A Cacophony of Protests from the Court to the Capitol

Congressmen Louie Gohmert (R-Texas) and Luis Gutierrez (D-Ill.) were standing a long first-down pass apart in front of the Supreme Court building on Monday, each man commanding a microphone and armies of decibels. Gohmert is a particularly carnivorous hawk on border security. Gutierrez would just as soon see Gohmert and his ilk stuffed inside a cage. In the thick of it all, a swarm of protesters there to urge the Court to uphold President Obama’s executive actions on immigration cheered and jeered, depending on where they stood and which congressman they possibly could have discerned. I heard so many voices in my head that I was one digit, my thumb, from calling a therapist.

“God help us!” a raspy Gohmert blurted at one point through the overtaxed speakers. My thoughts exactly, such as they could think amid the noise.

The public is an animated bunch this election, and the evidence was concentrated in the street separating the Court from the U.S. Capitol. A dense mass of demonstrators occupied a city block of police-barricaded road, turning out in favor of Obama’s diktats that would protect around 4 million undocumented immigrants from deportation. The programs, Deferred Action for Childhood Arrivals (DACA) and Deferred Action for Parents of Americans and Lawful Permanent Residents (DAPA), are the subject of the Supreme Court case United States v. Texas. The justices heard arguments Monday.

With the recent passing of Justice Antonin Scalia and the ensuing scuffles over the selection of his replacement, the case has taken on added intrigue. Not only is there now a 4-4 split among “conservative” and “liberal” justices on the bench — the presidential contest and the significance of immigration in the race have made United States v. Texas the latest politically charged battle before the Supremes.

But it isn’t the only matter on the immigration lobby’s docket.

“We firmly believe that the Supreme Court will recognize that U.S. citizen children are equally entitled to have their parents, but this is only a temporary solution,” Karla de Anda, who sits on the board of directors of the Florida Immigration Coalition, told THE WEEKLY STANDARD in a statement. “Our ultimate goal would be [to] achieve a comprehensive immigration reform with a pathway to citizenship, that allows families who were separated by deportations to reunite, and stops the mass criminalization and incarceration of our community.”

There was a similar feeling among the demonstrators Monday. Emma Guapo, who flew into Washington from Utah, said there was more to the unresolved questions of how government will handle illegal immigration than just the court case.

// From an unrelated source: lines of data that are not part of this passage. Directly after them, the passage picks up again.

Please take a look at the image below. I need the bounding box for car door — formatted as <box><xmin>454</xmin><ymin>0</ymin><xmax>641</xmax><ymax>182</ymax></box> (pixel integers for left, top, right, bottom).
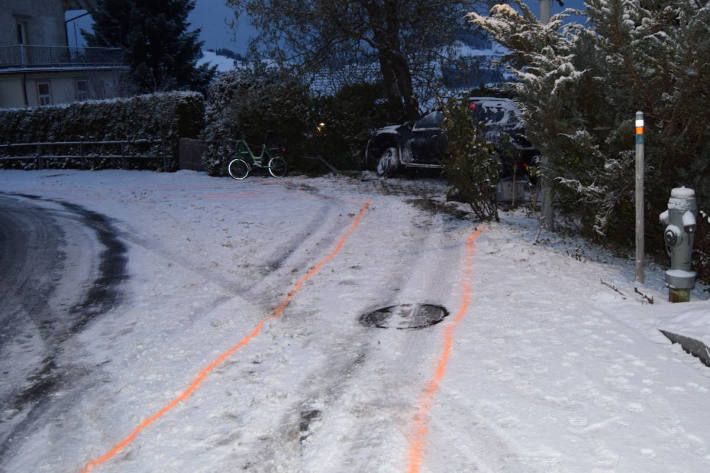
<box><xmin>409</xmin><ymin>110</ymin><xmax>446</xmax><ymax>164</ymax></box>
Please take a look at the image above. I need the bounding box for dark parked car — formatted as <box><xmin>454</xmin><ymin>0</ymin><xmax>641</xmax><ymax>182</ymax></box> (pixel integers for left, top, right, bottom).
<box><xmin>365</xmin><ymin>97</ymin><xmax>539</xmax><ymax>178</ymax></box>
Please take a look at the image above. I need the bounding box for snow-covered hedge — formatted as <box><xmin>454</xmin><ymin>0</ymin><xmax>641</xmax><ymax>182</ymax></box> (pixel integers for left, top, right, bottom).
<box><xmin>0</xmin><ymin>92</ymin><xmax>205</xmax><ymax>167</ymax></box>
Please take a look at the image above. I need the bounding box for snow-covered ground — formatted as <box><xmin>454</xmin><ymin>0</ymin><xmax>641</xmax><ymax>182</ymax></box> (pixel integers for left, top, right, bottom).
<box><xmin>0</xmin><ymin>170</ymin><xmax>710</xmax><ymax>473</ymax></box>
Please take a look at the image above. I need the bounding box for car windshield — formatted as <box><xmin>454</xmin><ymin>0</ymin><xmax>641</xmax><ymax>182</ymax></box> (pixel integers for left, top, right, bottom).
<box><xmin>474</xmin><ymin>99</ymin><xmax>522</xmax><ymax>129</ymax></box>
<box><xmin>414</xmin><ymin>110</ymin><xmax>444</xmax><ymax>128</ymax></box>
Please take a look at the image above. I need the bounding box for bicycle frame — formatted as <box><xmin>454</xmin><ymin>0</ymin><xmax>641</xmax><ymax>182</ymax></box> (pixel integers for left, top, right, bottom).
<box><xmin>237</xmin><ymin>140</ymin><xmax>271</xmax><ymax>168</ymax></box>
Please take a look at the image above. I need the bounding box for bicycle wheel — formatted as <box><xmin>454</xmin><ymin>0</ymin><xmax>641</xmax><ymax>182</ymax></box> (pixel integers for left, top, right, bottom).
<box><xmin>267</xmin><ymin>156</ymin><xmax>288</xmax><ymax>177</ymax></box>
<box><xmin>227</xmin><ymin>158</ymin><xmax>249</xmax><ymax>179</ymax></box>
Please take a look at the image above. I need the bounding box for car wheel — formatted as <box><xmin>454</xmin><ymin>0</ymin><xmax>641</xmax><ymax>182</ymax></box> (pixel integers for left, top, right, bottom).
<box><xmin>376</xmin><ymin>148</ymin><xmax>399</xmax><ymax>177</ymax></box>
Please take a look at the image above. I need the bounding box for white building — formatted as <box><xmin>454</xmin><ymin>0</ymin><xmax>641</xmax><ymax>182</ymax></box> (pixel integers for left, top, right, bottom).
<box><xmin>0</xmin><ymin>0</ymin><xmax>128</xmax><ymax>108</ymax></box>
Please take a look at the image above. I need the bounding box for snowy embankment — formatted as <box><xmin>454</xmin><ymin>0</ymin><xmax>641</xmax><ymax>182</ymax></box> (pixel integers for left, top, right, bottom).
<box><xmin>0</xmin><ymin>170</ymin><xmax>710</xmax><ymax>473</ymax></box>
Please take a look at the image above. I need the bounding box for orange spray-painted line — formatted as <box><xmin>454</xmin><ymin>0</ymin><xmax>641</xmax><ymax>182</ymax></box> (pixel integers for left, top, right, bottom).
<box><xmin>407</xmin><ymin>230</ymin><xmax>481</xmax><ymax>473</ymax></box>
<box><xmin>81</xmin><ymin>200</ymin><xmax>370</xmax><ymax>473</ymax></box>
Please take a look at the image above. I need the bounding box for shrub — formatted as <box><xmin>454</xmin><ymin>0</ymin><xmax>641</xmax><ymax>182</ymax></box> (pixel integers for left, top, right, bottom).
<box><xmin>0</xmin><ymin>92</ymin><xmax>204</xmax><ymax>168</ymax></box>
<box><xmin>442</xmin><ymin>99</ymin><xmax>500</xmax><ymax>221</ymax></box>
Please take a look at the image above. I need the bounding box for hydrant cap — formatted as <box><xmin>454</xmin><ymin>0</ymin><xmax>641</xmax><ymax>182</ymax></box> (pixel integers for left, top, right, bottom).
<box><xmin>671</xmin><ymin>187</ymin><xmax>695</xmax><ymax>199</ymax></box>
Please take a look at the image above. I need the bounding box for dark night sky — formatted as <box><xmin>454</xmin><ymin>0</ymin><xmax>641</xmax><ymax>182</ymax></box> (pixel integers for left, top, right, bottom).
<box><xmin>65</xmin><ymin>0</ymin><xmax>584</xmax><ymax>53</ymax></box>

“We want the people here to have more rights, and for there to be more of a process,” Guapo, 27, told me. She said she does support a path to citizenship of some sort, but doesn’t expect a “magic” overnight solution — just one that allows people to work and rewards those who stay out of trouble.

“We want to earn it,” she said. Guapo, a graduate of Utah Valley University, noted that she was brought to the States from Mexico at age 14 and benefits from DACA.

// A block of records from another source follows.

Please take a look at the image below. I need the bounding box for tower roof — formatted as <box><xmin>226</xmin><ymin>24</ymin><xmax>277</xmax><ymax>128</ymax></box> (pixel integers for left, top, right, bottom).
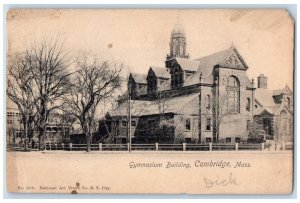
<box><xmin>171</xmin><ymin>23</ymin><xmax>185</xmax><ymax>37</ymax></box>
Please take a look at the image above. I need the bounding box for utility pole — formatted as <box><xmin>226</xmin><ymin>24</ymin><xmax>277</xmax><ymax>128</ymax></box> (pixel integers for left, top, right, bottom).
<box><xmin>198</xmin><ymin>72</ymin><xmax>202</xmax><ymax>143</ymax></box>
<box><xmin>251</xmin><ymin>78</ymin><xmax>255</xmax><ymax>120</ymax></box>
<box><xmin>24</xmin><ymin>113</ymin><xmax>29</xmax><ymax>151</ymax></box>
<box><xmin>128</xmin><ymin>80</ymin><xmax>131</xmax><ymax>152</ymax></box>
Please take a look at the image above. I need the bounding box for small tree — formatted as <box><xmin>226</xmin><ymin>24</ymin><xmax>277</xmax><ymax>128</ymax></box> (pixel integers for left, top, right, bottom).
<box><xmin>64</xmin><ymin>56</ymin><xmax>123</xmax><ymax>152</ymax></box>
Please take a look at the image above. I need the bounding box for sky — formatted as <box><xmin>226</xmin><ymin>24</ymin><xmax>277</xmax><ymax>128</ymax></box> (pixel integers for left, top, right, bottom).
<box><xmin>7</xmin><ymin>9</ymin><xmax>294</xmax><ymax>89</ymax></box>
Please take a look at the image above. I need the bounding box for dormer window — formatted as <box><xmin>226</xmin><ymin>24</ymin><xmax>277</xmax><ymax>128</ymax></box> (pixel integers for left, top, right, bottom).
<box><xmin>171</xmin><ymin>67</ymin><xmax>183</xmax><ymax>88</ymax></box>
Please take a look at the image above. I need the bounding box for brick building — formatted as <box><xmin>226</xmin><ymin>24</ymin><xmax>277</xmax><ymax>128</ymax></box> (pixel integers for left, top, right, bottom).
<box><xmin>100</xmin><ymin>25</ymin><xmax>293</xmax><ymax>143</ymax></box>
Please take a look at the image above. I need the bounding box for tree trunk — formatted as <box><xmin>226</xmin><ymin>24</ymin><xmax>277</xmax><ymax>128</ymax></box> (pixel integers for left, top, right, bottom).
<box><xmin>38</xmin><ymin>127</ymin><xmax>45</xmax><ymax>151</ymax></box>
<box><xmin>86</xmin><ymin>132</ymin><xmax>91</xmax><ymax>152</ymax></box>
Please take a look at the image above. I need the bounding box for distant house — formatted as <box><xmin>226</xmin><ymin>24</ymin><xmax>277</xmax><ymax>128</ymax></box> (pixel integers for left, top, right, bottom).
<box><xmin>101</xmin><ymin>25</ymin><xmax>293</xmax><ymax>143</ymax></box>
<box><xmin>254</xmin><ymin>81</ymin><xmax>293</xmax><ymax>142</ymax></box>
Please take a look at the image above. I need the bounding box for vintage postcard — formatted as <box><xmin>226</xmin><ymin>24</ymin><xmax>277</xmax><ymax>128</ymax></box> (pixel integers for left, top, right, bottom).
<box><xmin>6</xmin><ymin>9</ymin><xmax>295</xmax><ymax>194</ymax></box>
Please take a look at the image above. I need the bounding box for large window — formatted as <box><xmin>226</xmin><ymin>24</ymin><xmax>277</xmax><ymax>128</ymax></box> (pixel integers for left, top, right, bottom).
<box><xmin>185</xmin><ymin>118</ymin><xmax>191</xmax><ymax>130</ymax></box>
<box><xmin>246</xmin><ymin>98</ymin><xmax>251</xmax><ymax>112</ymax></box>
<box><xmin>206</xmin><ymin>94</ymin><xmax>211</xmax><ymax>109</ymax></box>
<box><xmin>205</xmin><ymin>118</ymin><xmax>211</xmax><ymax>131</ymax></box>
<box><xmin>226</xmin><ymin>76</ymin><xmax>240</xmax><ymax>113</ymax></box>
<box><xmin>148</xmin><ymin>74</ymin><xmax>157</xmax><ymax>92</ymax></box>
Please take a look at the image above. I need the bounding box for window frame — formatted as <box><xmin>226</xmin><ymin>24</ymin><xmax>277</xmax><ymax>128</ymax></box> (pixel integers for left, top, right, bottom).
<box><xmin>205</xmin><ymin>118</ymin><xmax>211</xmax><ymax>131</ymax></box>
<box><xmin>226</xmin><ymin>75</ymin><xmax>240</xmax><ymax>113</ymax></box>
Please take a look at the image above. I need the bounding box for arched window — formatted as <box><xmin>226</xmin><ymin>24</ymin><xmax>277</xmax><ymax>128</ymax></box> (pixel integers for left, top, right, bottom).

She was also one of a number of young adults in attendance. And not all of them were there to protest in front of the Court.

A short distance to the west, a smattering of youth behind a police fence at the Capitol building railed against money in politics. Some of their like-minded cohorts protested on the Capitol steps, and law enforcement intermittently escorted a row of them off the premises. On such occasions, a boisterous, scruffy youngster in a matching teal shirt and shorts would gesture toward them and attempt to start a chant of “WE! LOVE! YOU!” It took a few times.

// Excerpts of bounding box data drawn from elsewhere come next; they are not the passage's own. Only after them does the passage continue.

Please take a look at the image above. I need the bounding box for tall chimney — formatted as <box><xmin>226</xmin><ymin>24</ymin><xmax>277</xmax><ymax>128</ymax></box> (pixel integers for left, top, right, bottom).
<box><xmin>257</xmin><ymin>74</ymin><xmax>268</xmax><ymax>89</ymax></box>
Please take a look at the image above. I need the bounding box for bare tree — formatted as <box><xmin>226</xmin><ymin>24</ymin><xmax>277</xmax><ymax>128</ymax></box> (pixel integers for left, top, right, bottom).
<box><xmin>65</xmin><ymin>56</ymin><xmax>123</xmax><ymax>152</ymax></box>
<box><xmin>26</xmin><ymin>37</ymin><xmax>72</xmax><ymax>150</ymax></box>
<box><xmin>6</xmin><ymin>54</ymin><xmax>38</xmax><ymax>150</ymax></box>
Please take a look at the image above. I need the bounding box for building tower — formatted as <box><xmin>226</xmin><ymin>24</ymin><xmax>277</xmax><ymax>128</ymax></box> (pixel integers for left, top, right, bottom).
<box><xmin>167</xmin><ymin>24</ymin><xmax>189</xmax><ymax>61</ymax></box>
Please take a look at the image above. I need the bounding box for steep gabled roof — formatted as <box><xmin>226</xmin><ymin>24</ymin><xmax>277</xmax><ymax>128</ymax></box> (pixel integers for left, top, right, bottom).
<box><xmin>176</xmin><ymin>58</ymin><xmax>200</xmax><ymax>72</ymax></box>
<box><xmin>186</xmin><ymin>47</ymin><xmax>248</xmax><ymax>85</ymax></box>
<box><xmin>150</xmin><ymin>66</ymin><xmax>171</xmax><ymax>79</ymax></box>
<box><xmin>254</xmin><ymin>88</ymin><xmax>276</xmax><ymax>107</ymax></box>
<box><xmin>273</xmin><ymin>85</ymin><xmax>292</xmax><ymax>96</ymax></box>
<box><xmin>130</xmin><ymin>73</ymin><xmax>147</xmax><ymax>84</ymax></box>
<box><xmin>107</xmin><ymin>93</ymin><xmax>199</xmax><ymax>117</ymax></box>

Many of the people there were part of a loose, recently affiliated network called Democracy Awakening. Their combined efforts with another group the last week, Democracy Spring, netted them hundreds of arrests as of this weekend. The individual organizations listed on Democracy Awakening’s website are too numerous to reproduce here. Suffice it to say that there was more than one labor group represented at the Capitol and more than one Greenpeace t-shirt among the participants.

One of them stood next to me as we surveyed a calf covered in golden tape. He was Conor Finnegan, a 24-year-old bearded filmmaker in a Yankees cap with a pack of Camels inside his left shirt pocket. I couldn’t figure for the life of me where he was from.

He said he traveled to D.C. this weekend after being galvanized by Bernie Sanders at a rally in New York City. Genial and well-spoken, he talked about the similarities he saw between his fellow youth and those demonstrating over immigration.

They’re in search of the American dream, he said, “and we don’t even have the American dream for ourselves.”

“We’re all disenfranchised,” he said.

So much so that he’s sympathetic to some of the people supporting Donald Trump’s populist message, voters who he’s hesitant “to write off”.

“We’re all angry about the same thing,” Finnegan said, noting specifically that Trump always says he isn’t beholden to moneyed interests and actually wants to raise taxes on the wealthy.

Given the anti-establishment sentiment that has gripped him and his allies, I asked him how many of his fellow travelers and protesters he’s encountered in Washington are backing Sanders. He said about 90 percent.